Вскоре ответ на этот вопрос был получен. Уверенная властность, жестокое бессердечие, которые делали немецких унтеров лучшими в мире военными механизмами, дали в руки Мэллори возможность, о какой он и не мечтал. Унтер кончил отдавать приказания. Молодой солдат дотронулся до его рукава и указал на край пропасти.
— А как с беднягой Эрихом? — неуверенно спросил он. — Быть может, мы должны… Как вы думаете, не остаться ли одному из нас возле него?

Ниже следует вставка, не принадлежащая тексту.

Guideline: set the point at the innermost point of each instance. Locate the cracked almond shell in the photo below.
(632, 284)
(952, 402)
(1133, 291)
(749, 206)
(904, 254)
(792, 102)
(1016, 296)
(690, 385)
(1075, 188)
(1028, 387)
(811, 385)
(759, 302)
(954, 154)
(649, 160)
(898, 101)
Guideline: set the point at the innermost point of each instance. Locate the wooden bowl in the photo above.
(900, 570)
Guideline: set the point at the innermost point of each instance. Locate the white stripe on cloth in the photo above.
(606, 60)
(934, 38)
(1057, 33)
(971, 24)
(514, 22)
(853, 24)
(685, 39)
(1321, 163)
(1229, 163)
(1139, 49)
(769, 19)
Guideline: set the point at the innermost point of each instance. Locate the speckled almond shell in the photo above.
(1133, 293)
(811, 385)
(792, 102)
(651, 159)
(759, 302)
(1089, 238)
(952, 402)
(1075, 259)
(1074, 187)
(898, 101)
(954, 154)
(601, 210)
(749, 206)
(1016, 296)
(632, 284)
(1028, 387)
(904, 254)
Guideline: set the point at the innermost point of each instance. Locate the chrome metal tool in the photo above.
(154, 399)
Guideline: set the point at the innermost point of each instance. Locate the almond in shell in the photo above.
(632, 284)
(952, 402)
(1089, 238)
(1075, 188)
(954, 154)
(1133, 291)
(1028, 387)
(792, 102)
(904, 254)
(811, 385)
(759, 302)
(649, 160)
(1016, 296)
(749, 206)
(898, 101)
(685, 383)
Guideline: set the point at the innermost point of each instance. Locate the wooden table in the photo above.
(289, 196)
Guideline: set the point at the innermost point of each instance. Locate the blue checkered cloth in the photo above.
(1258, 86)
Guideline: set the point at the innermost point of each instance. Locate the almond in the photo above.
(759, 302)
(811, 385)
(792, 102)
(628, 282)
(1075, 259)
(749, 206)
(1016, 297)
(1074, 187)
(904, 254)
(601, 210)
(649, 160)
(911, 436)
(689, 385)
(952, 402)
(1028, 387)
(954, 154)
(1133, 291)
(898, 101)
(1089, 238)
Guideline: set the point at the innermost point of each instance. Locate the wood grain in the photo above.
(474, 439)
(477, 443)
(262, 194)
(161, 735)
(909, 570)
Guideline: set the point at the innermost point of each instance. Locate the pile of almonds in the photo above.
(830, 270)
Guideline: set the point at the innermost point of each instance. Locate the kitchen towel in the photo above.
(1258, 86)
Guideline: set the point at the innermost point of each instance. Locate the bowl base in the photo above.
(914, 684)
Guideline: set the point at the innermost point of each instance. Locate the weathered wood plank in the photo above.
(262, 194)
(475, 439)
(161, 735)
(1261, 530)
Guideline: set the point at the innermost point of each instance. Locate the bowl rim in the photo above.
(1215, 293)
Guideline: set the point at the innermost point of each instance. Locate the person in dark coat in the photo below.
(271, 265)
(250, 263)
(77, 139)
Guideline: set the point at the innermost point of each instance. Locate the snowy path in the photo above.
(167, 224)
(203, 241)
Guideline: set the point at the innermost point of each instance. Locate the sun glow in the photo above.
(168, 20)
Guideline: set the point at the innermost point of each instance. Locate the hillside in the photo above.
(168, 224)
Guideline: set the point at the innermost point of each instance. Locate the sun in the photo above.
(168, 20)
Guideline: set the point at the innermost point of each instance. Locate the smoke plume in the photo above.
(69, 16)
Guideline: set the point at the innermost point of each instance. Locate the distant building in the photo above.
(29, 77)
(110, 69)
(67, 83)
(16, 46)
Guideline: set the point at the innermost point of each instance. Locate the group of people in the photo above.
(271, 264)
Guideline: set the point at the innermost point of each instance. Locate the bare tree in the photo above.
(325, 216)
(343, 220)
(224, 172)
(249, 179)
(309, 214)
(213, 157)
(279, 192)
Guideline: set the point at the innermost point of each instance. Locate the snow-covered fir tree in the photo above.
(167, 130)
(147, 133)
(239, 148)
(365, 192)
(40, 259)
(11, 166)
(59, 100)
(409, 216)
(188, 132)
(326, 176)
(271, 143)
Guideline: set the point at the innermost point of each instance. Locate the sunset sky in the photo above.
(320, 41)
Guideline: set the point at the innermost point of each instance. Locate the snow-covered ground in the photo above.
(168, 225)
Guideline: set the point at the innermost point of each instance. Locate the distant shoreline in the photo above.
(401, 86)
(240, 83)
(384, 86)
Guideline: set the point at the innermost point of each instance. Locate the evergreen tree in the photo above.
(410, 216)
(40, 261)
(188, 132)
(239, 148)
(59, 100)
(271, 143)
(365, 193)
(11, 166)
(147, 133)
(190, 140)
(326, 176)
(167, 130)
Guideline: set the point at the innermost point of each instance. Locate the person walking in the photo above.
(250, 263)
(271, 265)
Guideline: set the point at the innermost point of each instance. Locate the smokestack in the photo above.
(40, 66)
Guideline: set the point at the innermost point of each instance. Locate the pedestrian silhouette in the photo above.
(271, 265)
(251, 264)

— Чем ты ему поможешь, если останешься? — ехидно спросил унтер. — Будешь держать его за руку? Если он двинется с места, то упадет. Упадет, вот и все. И никакого значения не имеет, будет ли здесь один или целая сотня — стоять и смотреть, как он свалится. Главное притащите треногу со шкивом.
Трое солдат повернулись и быстро, без единого слова, ушли. Унтер подошел к телефону, коротко доложил кому-то обо всем и направился в противоположную сторону — проверять другие посты. Так по крайней мере решил Мэллори. Еще было видно движущееся пятно света фонарика, а Мэллори уже шепнул Брауну и Миллеру, чтобы те заняли свои наблюдательные посты. Еще раздавались размеренные шаги немецкого унтера по каменистой тропинке, а веревка уже была закреплена и перекинута через край, и по ней спускались Андреа и Мэллори.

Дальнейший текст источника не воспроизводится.